Même si la culture des adolescents peut changer, l’intimidation est éternelle. Alors que la prochaine adaptation en mini-série de Mike Flanagan de Carrie car Prime Video partagera certainement certains éléments du roman King et du film De Palma, sa représentation de l’intimidation semblera fraîche. Selon Matthew Lillard, qui incarne le directeur du lycée Henry Grayle dans la série, Flanagan « est revenu en arrière, a extrait d’autres éléments du livre, puis a pris des exemples concrets de ce qui se passe en matière d’intimidation en Amérique et les a appliqués à cette nouvelle adaptation ». Lillard a dit Collisionneur que Flanagan « arrache littéralement les choses des gros titres et les applique aux temps modernes afin que les gens puissent s’identifier à ce que vit Carrie ».

En plus d’assurer la vraisemblance, les mises à jour de Flanagan peuvent améliorer les thèmes centraux de l’histoire. Carrie suit les derniers jours de la lycéenne Carrie White – jouée par Sissy Spacek en 1976 et par Summer H. Howell dans la mini-série – une adolescente protégée qui manifeste des pouvoirs télékénétique. Initialement interprétée par une Piper Laurie tonitruante, et maintenant par Samantha Sloyan, une habituée de Flanagan, la mère fondamentaliste religieuse de Carrie, Margaret, maltraite sa fille, lui faisant peur d’elle-même et faisant d’elle une cible d’intimidateurs au lycée.

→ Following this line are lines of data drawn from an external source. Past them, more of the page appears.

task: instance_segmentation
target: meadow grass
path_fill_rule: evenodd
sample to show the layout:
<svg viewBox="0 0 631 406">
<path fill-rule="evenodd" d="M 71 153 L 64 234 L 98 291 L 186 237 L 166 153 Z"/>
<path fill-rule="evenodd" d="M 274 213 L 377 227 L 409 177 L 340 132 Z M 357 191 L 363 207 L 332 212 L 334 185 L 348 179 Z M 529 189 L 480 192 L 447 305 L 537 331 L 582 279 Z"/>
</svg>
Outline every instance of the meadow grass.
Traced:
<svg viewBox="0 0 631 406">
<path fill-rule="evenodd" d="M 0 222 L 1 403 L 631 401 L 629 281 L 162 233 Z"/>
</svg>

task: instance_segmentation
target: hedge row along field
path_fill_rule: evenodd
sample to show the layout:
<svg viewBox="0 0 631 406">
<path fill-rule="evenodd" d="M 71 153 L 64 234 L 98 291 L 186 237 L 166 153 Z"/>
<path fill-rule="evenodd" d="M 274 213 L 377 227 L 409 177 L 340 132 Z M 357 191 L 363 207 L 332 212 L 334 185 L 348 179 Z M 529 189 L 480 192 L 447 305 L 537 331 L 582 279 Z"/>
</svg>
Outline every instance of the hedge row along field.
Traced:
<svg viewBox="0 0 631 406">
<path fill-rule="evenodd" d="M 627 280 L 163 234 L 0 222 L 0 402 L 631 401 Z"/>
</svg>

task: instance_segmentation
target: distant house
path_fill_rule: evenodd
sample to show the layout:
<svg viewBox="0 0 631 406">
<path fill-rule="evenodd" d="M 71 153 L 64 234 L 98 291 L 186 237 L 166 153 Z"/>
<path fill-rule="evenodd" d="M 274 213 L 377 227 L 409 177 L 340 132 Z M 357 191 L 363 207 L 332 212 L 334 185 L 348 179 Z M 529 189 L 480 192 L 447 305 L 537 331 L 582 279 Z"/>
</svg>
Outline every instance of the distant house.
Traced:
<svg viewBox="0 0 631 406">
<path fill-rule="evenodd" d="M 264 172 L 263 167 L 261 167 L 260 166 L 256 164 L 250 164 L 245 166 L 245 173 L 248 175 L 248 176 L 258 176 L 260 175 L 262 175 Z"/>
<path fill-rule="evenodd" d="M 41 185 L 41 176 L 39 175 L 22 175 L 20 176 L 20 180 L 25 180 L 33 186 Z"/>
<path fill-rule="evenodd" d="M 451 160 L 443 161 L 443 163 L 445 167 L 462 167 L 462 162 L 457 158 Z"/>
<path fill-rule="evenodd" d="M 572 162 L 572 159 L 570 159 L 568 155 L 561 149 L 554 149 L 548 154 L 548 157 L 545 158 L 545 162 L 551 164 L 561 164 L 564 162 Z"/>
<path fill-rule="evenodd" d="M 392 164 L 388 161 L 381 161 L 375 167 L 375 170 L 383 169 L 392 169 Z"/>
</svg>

En tant que tel, Carrie joue comme une variante du trope classique selon lequel les humains ordinaires sont les vrais monstres. Carrie est une fille douce et vulnérable qui est maltraitée par ses camarades de classe et, dans le roman, par les habitants de la ville. Même après que ses pouvoirs se soient manifestés, Carrie ne les accepte pas initialement pour dominer les autres. Ce n’est qu’après qu’une farce l’a laissée couverte de sang de porc au bal que Carrie craque et se déchaîne, tuant à la fois son ami et son bourreau.

Depuis 1976, Carrie a été mis à jour trois fois, la plupart essayant de ramener le conte dans le présent. années 1999 La rage : Carrie 2 continue l’histoire du premier film en demandant à Sue Snell (Amy Irving), survivante devenue conseillère d’orientation, de rencontrer une autre fille télékinésique (Emily Bergl), qui subit un viol au lieu d’être victime d’intimidation. Alors que le téléfilm de 2002 avec Angela Bettis n’a apporté que peu de nouveautés à l’histoire (ce qui est surprenant compte tenu de l’implication du scénariste Bryan Fuller), le remake de 2013 avec Chloë Grace Moretz et réalisé par Kimberly Peirce intègre les médias sociaux dans l’histoire.

Plus encore que le film de 2013, la mise à jour de Flanagan devra faire face à la réalité des fusillades dans les écoles, qui changent fondamentalement la teneur du roman de King. En 1974, un massacre scolaire semblait impensable. En 2026, c’est du passé. Cependant, Flanagan n’a jamais été du genre à chercher à choquer, et son approche émouvante et riche en monologues est peut-être exactement ce qu’il faut. Carrie doit rendre les images, même fatiguées, à nouveau fraîches et effrayantes.

Carrie diffuse sur Prime Video en octobre 2026.